For some, the security measures that New Yorkers live with now are reasonable reactions to the threat detected in the summer of 2001 – which the city and country still face – of terrorist attack. “I think for the most part, Americans have gone about their lives since September 11. Sometimes you have some inconvenience like being searched at Yankee Stadium or at the airport. And frankly, how inconvenient is that?” asks Timothy Connors, director of the Manhattan Institute's Center for Policing Terrorism. After all, New Yorkers are still free to do many things. And the city has not been hit again, meaning the right to live free from terrorist attack—a fairly basic liberty itself—has survived intact in the five boroughs, thanks to some combination of good security and good luck.
But others believe that, as in that summer before the World Trade Center attack, a dangerous threat is rising. This time it's the risk that New Yorkers' essential freedoms and liberties are being eroded.
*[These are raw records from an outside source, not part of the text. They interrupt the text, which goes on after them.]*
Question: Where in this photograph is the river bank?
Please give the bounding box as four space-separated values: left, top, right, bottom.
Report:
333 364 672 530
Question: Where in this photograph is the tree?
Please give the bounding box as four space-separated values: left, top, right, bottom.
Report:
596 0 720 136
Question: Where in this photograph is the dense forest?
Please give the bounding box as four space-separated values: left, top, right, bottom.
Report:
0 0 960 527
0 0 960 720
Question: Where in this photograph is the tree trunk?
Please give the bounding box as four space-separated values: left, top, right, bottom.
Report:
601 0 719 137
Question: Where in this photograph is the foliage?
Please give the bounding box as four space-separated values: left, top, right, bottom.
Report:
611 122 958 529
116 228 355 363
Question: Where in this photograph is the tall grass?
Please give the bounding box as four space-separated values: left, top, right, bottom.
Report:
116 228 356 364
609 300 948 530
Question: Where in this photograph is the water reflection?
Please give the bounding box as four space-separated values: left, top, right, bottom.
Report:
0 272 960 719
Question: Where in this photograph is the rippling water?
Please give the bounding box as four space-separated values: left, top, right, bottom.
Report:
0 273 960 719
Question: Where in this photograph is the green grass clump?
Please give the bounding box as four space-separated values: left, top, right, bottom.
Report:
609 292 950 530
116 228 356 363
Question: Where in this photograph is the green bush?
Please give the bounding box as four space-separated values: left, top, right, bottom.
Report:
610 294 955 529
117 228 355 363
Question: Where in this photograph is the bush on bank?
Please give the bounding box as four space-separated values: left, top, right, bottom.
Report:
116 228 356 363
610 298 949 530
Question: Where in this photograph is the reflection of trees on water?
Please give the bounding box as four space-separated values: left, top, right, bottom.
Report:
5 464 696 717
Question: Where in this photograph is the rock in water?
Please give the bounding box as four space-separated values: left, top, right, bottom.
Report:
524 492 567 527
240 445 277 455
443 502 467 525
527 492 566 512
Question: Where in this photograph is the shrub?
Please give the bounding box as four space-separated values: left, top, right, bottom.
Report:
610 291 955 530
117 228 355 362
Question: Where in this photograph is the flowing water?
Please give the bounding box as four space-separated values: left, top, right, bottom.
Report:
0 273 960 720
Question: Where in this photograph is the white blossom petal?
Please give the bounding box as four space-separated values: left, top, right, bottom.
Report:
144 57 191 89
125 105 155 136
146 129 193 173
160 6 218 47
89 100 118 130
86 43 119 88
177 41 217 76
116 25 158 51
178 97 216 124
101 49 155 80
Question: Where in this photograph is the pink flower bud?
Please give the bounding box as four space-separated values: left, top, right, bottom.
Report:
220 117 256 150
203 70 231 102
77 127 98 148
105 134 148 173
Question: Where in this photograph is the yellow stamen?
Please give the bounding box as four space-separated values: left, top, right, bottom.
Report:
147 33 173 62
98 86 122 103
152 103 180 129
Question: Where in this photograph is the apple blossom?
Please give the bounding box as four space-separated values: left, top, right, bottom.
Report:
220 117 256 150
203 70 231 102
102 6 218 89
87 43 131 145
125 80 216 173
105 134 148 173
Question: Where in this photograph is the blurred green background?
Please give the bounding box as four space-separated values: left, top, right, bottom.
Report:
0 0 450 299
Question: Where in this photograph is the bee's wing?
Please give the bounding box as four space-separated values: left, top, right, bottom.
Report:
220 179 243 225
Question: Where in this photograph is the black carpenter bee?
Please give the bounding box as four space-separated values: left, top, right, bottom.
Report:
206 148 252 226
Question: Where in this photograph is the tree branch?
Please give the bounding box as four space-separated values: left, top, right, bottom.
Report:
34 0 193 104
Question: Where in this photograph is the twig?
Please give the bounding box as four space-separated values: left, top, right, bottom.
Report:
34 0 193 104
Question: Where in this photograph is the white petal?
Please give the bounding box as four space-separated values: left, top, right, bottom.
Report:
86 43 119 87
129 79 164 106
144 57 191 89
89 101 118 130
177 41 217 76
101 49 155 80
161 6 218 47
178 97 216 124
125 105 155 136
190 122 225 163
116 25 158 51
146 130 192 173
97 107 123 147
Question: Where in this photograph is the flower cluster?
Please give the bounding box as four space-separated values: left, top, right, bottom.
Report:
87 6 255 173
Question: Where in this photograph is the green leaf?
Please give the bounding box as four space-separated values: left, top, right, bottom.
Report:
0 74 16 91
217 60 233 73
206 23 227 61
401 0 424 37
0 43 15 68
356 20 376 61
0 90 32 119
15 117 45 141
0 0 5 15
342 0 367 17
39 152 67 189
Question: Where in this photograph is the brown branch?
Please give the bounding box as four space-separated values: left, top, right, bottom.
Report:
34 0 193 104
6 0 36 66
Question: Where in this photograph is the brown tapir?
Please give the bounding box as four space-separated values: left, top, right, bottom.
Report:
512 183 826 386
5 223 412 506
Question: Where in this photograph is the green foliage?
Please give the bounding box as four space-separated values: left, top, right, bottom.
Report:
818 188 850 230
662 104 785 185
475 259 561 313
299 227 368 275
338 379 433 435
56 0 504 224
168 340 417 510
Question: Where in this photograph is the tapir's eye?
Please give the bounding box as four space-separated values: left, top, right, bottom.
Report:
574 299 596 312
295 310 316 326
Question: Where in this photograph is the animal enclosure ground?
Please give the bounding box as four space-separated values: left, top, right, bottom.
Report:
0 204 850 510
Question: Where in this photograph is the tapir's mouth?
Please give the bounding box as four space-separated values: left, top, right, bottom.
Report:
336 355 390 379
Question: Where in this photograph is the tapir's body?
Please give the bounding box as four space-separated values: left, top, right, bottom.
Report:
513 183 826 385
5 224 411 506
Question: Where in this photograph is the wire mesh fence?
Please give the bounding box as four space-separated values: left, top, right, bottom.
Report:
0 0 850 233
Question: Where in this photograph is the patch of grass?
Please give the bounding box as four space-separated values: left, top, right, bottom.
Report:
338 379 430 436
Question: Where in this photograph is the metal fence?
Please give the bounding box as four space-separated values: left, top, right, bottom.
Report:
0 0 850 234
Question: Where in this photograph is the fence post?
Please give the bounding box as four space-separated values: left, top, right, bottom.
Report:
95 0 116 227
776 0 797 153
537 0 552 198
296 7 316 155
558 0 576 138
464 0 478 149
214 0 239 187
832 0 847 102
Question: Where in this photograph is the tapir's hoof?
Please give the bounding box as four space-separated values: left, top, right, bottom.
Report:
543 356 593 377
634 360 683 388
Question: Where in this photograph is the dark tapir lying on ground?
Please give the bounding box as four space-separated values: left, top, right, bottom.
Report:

In the New York of 2008:
• The NYPD has infiltrated protest groups.
• Mosques have been targeted by informants working for the police.
• An appeals court is ruling whether a judge can issue orders in secret.
• The federal government has wiretapped without warrants.
• Heavily armed police patrol sensitive locations.
• Libraries are being asked to hand over users' records – and can be gagged from talking about it.
• The FBI has asked for Internet subscriber records.
• Immigration authorities are raiding homes.
• Photography is banned at many bridges and tunnels.
• A Bronx street murderer is in prison for "crimes of terrorism."
• Up to 40,000 cameras monitor New Yorkers on the street.
• The city has passed tougher rules on protesting without a permit.
• Tens of thousands of city workers must use biometric hand scanners to clock in.
• Sidewalk fortifications to stop vehicle bombs have proliferated.
• Police can search New Yorkers' bags on the subway.
• Downtown streets are closed for security reasons.
• Bags aren’t allowed in sports arenas.